Talent shortage tops HR's list of worries

Mar 27 2008 by Nic Paton Print This Article

Skilled workers are in such short supply in America that finding talent is now a greater headache for HR managers than even the spiralling cost of funding healthcare.

A poll of 413 HR professionals by consultancy Deloitte and the International Society of Certified Employee Benefit Specialists identified finding, hiring and keeping talent as their top concern.

While containing the cost of health care was still a top five concern for more than seven out of 10, this was down on the eight out of 10 reported in a similar survey last year.

More than half identified the willingness, or lack of it, of employees to pay for an increasing portion of their benefit plan coverage or to manage their own reward budget as a growing headache.
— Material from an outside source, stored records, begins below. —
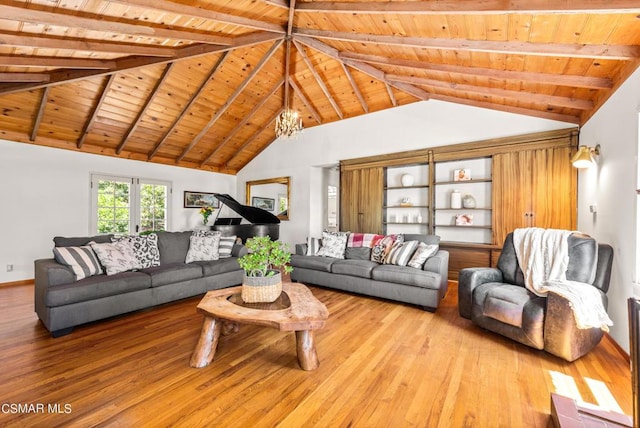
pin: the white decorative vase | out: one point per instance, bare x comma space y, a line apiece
406, 180
456, 200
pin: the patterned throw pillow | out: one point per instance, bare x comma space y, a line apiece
116, 257
423, 252
381, 249
82, 260
401, 253
226, 245
313, 246
203, 248
145, 248
333, 244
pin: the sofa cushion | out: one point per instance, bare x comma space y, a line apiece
81, 260
333, 244
358, 253
312, 262
145, 248
116, 257
407, 276
216, 267
173, 273
173, 246
203, 248
423, 252
361, 268
401, 253
95, 287
61, 241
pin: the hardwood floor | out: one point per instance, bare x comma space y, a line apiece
381, 364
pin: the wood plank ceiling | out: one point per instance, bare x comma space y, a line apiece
199, 83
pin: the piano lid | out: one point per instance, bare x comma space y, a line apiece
252, 214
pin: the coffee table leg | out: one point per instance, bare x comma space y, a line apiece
306, 349
207, 344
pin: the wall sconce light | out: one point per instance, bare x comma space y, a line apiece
584, 156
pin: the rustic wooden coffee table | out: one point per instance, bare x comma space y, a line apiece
296, 309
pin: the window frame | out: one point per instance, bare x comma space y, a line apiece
134, 200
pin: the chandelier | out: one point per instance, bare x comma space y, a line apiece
288, 124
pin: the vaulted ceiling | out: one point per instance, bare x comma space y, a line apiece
199, 83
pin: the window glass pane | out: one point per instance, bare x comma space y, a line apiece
113, 208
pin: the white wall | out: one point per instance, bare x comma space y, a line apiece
611, 187
45, 192
414, 126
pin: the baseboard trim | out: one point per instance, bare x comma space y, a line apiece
618, 347
15, 283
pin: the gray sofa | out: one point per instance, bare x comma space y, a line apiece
424, 287
62, 303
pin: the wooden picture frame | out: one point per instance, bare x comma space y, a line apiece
267, 204
200, 199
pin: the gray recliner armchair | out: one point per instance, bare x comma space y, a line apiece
497, 300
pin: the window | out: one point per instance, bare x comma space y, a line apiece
128, 204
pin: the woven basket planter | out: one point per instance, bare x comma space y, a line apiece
261, 289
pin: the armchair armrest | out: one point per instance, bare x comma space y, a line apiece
439, 263
468, 280
562, 337
301, 249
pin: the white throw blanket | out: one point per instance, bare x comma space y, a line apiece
543, 256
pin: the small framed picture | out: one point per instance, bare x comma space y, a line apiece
463, 174
464, 219
267, 204
200, 199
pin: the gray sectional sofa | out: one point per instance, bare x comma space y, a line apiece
424, 287
62, 303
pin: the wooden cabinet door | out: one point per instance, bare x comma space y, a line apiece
512, 188
554, 195
361, 199
533, 188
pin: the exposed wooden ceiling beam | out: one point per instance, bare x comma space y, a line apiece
319, 80
199, 12
54, 62
96, 109
392, 97
544, 78
356, 90
305, 101
620, 52
249, 141
239, 126
231, 99
508, 109
129, 63
84, 45
365, 68
38, 118
467, 7
24, 77
145, 107
573, 103
106, 24
186, 108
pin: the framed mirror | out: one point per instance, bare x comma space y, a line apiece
271, 194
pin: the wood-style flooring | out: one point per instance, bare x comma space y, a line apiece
382, 364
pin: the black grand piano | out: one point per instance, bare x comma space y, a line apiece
262, 223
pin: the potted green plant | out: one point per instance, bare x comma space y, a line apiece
263, 266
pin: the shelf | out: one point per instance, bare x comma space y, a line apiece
406, 206
477, 180
418, 186
463, 209
470, 226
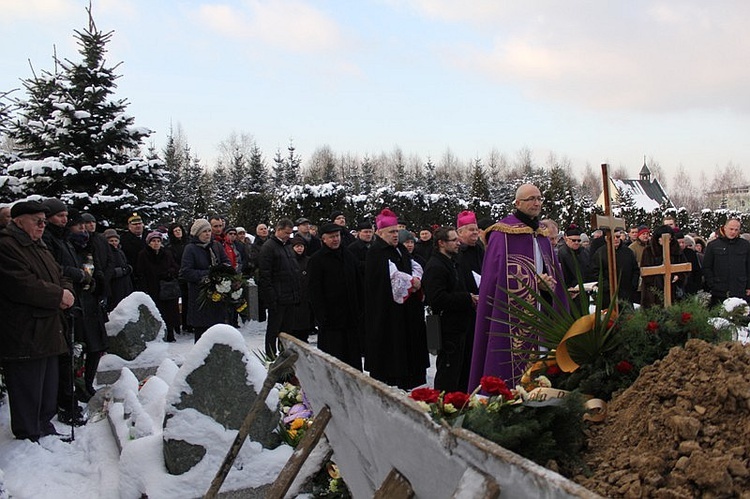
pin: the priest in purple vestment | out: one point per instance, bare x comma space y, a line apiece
518, 255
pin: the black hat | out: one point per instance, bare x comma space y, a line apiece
54, 206
364, 224
27, 208
298, 240
330, 228
335, 214
74, 217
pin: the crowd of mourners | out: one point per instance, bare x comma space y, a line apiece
361, 289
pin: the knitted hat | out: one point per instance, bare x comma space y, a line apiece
27, 208
154, 235
466, 217
337, 213
199, 226
386, 218
54, 206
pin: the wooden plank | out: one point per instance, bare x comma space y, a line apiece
301, 453
395, 486
376, 428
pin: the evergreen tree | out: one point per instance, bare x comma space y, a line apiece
292, 166
367, 183
78, 142
257, 175
430, 177
480, 187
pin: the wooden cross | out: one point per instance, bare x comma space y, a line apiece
609, 223
666, 269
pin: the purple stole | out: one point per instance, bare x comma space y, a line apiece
508, 264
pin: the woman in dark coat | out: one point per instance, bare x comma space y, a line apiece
652, 287
118, 274
303, 323
396, 340
156, 264
89, 325
178, 240
200, 255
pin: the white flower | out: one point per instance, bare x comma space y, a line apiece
732, 304
224, 286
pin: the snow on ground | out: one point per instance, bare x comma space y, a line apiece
90, 467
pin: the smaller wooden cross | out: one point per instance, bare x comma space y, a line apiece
610, 223
666, 269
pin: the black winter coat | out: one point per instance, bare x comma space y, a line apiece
395, 337
446, 294
726, 267
628, 273
469, 260
302, 315
335, 289
196, 260
118, 277
278, 274
31, 288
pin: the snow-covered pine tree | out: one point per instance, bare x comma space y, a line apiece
480, 187
77, 143
258, 175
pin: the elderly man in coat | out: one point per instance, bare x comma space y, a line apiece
33, 297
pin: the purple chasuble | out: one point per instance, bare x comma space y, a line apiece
508, 262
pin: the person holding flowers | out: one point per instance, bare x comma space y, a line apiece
200, 256
155, 264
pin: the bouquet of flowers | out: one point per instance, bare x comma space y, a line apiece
296, 415
223, 285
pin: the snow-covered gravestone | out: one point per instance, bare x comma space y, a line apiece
214, 390
377, 432
133, 323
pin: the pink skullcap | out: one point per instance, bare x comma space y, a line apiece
386, 218
466, 217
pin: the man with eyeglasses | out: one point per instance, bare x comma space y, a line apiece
447, 295
132, 242
33, 296
574, 259
336, 294
519, 258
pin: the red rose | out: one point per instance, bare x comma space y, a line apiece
456, 399
624, 367
492, 385
553, 370
429, 395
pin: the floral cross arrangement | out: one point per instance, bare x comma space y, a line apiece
223, 285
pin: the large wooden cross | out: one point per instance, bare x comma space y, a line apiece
667, 269
609, 223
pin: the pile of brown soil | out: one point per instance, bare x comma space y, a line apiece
681, 430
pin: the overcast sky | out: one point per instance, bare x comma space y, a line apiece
592, 81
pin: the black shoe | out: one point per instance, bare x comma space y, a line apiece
68, 418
Similar numbers said they were wrestling with the need to create a clear alignment of their rewards with their business strategy and brand.

And four out of 10 identified demonstrating return-on-investment for what they spent on reward as their key challenge.

The need to feel economically secure in retirement was another key worry.

More than four out of 10 cited the "ability to afford retirement, including post-retirement health care" as their most important area of concern, while the "ability to earn additional rewards that allow oneself to stay on top of inflation and advance in real economic terms" was cited by more than a quarter.

There was also a drive towards increased customisation of rewards strategies and handing over increased control of them to employees.

More than eight out of 10 of the HR professionals polled, compared with seven out of 10 a year ago, expected to make changes in specific elements of their rewards programme or strategy, said Deloitte.

These were likely to include increased differentiation of rewards by business unit or workforce segment or a closer (or just different) alignment with their brand.

Nearly three-fourths planned to "increase employee communication and education" around their reward programmes and more than half planned to "redesign some of our reward programs to better align the interest of employees and the organisation and promote employee engagement".

And when asked whether they either already had or were planning to make changes to their programmes based on generational differences, nearly a third said yes.

"Clearly, talent management is the top organisational challenge, higher than managing the cost of total rewards, especially health care," said Tim Phoenix, a principal in Deloitte's human capital service area and co-director of the survey.

"We find that HR organisations around the world are becoming increasingly business-driven and strategic, shifting their focus from HR administration and cost reduction to long-term ROI and growth in a way that directly impacts the bottom line," he added.